Die Sonne hatte gerade den Horizont berührt und die ersten Sterne zeigten sich bereits, als Gwaihir der Herr der Lüfte, auf Jagd war. Seine Gefährtin und er, hatten seit kurzem Nachwuchs, und dieser war nicht so leicht satt zu kriegen.
Gerade als er zum Sturzflug ansetzten wollte, landete etwas mit einem großem Platscher im nicht weit entfernten Fluss.
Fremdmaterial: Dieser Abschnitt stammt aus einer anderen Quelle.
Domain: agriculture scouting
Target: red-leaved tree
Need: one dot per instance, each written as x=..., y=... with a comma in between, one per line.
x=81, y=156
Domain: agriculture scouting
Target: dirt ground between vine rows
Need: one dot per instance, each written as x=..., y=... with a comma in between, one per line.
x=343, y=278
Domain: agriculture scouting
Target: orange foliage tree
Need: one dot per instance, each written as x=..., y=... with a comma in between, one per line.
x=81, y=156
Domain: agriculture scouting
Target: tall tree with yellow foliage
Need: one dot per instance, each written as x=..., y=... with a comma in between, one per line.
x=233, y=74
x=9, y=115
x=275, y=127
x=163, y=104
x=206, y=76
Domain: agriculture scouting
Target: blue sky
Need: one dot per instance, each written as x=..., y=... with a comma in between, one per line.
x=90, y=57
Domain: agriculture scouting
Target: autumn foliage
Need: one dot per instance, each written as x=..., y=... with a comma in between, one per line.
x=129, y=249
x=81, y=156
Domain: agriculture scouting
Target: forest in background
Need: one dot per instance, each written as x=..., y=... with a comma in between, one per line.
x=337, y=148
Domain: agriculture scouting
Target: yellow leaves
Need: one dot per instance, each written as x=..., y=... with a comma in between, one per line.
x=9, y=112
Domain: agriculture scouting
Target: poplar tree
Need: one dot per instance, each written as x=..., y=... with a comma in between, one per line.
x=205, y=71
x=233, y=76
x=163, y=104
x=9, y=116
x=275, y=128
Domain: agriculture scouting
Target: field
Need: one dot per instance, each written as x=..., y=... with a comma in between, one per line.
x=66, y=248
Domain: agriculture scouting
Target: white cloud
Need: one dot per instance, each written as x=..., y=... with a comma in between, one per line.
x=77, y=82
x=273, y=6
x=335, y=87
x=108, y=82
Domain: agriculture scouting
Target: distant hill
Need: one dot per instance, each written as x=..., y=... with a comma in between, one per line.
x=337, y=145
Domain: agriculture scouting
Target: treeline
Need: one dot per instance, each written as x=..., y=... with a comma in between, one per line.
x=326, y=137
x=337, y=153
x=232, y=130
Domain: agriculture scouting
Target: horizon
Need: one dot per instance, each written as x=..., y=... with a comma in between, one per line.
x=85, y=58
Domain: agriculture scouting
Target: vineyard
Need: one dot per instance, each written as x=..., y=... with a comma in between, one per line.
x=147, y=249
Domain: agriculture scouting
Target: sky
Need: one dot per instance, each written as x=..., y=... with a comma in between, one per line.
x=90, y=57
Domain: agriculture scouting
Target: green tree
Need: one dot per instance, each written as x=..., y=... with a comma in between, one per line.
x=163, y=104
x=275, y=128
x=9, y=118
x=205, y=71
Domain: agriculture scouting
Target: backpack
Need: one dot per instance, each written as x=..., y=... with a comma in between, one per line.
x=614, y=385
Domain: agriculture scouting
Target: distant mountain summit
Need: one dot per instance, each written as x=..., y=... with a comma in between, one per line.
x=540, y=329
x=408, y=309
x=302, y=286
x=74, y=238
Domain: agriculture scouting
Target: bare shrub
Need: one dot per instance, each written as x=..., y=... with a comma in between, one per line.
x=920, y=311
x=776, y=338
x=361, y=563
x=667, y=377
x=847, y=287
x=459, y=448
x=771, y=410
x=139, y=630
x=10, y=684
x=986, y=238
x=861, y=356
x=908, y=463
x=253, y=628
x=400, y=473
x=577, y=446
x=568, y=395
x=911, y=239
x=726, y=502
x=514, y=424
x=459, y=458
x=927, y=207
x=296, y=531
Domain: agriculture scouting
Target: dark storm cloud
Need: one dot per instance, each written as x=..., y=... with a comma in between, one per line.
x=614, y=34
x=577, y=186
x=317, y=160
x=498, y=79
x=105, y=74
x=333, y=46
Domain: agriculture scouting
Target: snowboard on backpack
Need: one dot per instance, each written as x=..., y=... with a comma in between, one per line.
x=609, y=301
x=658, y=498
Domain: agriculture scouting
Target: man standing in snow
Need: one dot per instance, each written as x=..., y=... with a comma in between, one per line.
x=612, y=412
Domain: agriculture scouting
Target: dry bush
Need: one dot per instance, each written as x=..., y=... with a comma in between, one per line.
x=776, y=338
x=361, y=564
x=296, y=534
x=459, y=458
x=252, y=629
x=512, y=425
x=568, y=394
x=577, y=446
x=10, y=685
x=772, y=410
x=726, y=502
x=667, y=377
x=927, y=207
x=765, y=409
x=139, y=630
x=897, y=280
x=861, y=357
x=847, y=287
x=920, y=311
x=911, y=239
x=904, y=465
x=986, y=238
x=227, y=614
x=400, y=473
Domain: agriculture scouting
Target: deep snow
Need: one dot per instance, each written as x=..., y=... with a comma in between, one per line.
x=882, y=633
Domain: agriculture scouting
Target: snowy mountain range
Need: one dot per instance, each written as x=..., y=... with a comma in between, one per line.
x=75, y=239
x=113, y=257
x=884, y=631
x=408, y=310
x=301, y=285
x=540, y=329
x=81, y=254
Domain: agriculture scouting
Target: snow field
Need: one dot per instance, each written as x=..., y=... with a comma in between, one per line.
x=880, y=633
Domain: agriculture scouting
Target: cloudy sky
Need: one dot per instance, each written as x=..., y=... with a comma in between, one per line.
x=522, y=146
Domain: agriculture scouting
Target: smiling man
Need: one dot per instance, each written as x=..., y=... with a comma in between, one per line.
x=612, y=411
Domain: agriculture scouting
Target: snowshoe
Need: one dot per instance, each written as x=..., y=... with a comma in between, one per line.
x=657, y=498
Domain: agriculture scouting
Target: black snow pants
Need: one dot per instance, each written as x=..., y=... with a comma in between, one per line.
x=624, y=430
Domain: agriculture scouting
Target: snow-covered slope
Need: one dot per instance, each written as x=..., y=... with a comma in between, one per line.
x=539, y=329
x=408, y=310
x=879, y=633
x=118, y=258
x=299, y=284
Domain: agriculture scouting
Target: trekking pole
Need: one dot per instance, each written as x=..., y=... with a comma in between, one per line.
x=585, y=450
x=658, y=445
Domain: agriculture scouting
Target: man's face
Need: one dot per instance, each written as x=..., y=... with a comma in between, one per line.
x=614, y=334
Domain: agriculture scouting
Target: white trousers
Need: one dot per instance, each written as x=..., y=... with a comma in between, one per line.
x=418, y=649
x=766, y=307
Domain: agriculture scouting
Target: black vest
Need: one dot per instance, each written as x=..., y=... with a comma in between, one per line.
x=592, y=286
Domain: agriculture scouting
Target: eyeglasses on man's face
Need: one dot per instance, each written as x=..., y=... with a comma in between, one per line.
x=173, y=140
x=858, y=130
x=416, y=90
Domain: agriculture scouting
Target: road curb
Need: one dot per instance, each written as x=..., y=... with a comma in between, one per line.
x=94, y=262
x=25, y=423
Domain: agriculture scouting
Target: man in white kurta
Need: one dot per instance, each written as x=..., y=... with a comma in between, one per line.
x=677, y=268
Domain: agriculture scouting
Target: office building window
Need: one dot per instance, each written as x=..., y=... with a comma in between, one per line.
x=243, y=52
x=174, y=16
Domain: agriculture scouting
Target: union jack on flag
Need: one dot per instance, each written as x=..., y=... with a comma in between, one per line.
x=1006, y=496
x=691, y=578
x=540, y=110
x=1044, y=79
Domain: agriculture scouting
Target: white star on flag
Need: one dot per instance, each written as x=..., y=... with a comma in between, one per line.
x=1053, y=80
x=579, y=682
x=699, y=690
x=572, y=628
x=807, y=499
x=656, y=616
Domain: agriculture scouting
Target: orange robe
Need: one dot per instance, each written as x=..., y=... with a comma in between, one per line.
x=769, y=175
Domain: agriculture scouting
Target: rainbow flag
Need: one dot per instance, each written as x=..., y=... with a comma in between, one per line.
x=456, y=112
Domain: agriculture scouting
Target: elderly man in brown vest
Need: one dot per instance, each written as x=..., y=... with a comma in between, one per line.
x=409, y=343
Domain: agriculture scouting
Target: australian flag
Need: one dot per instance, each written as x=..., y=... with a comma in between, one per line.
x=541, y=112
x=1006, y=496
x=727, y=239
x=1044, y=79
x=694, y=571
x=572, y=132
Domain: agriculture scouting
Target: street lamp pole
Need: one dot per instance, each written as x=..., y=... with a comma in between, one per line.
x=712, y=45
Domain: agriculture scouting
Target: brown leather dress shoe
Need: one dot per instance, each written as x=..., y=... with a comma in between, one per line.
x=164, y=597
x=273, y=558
Neugierig geworden, und voller Hoffnung auf Beute, stieg er wieder in die Lüfte.
Der Fluss markierte die Grenze zu einem Elbenheim, was Gwaihir zwar noch nie durchflogen hatte, aber doch mit seinen Bewohnern sehr vertraut war.
Der Bruinen zog rasch dahin, das Gwaihir, wäre er nicht ein Adler gewesen, große Probleme gehabt hätte überhaupt etwas, in den riesigen Wassermassen zu erkennen. Er brauchte nicht lange, um zu wissen, das in dem eiskalten Wasser ein kleiner Menschenkörper schwamm. Normalerweise wäre ein Adler wie er jetzt, enttäuscht wieder fortgeflogen. Aber da es einfach nicht seine Art war, setzte er erneut zum Sturzflug an, schwebte dann förmlich über dem Wasser und mit einer einzigen gezielten Bewegung seiner rechten Fußkralle fischte er den leblosen Körper aus dem Strom.
Vorsichtig setzte er ihn dann am Ufer ab, eigentlich hatte er vorgehabt, hier einfach auf einige Elben zu warten, der Mensch war durch den Aufschlag so schwer verletzt worden, das Gwaihir von vornherein angenommen einen Toten zu tragen. Doch kaum hatte er den Leib auf dem weichen Boden abgesetzt, krümmte sich der Körper und der kleine Mensch würgte schließlich einen großen Schwall an Wasser hervor.
Das Menschenkind öffnete die Augen und versuchte sich unter Stöhnen und Ächzen aufzurichten, was es aufgrund seiner Verletzungen aufgab. Verwundert schaute Gwaihir zu, wie es auf den Fluss zukroch, auch hier brauchte er nicht lange um zu verstehen, das dieser törichte Mensch gar nicht überleben wollte, doch er hatte nicht mit dem Herrn der Lüfte gerechnet.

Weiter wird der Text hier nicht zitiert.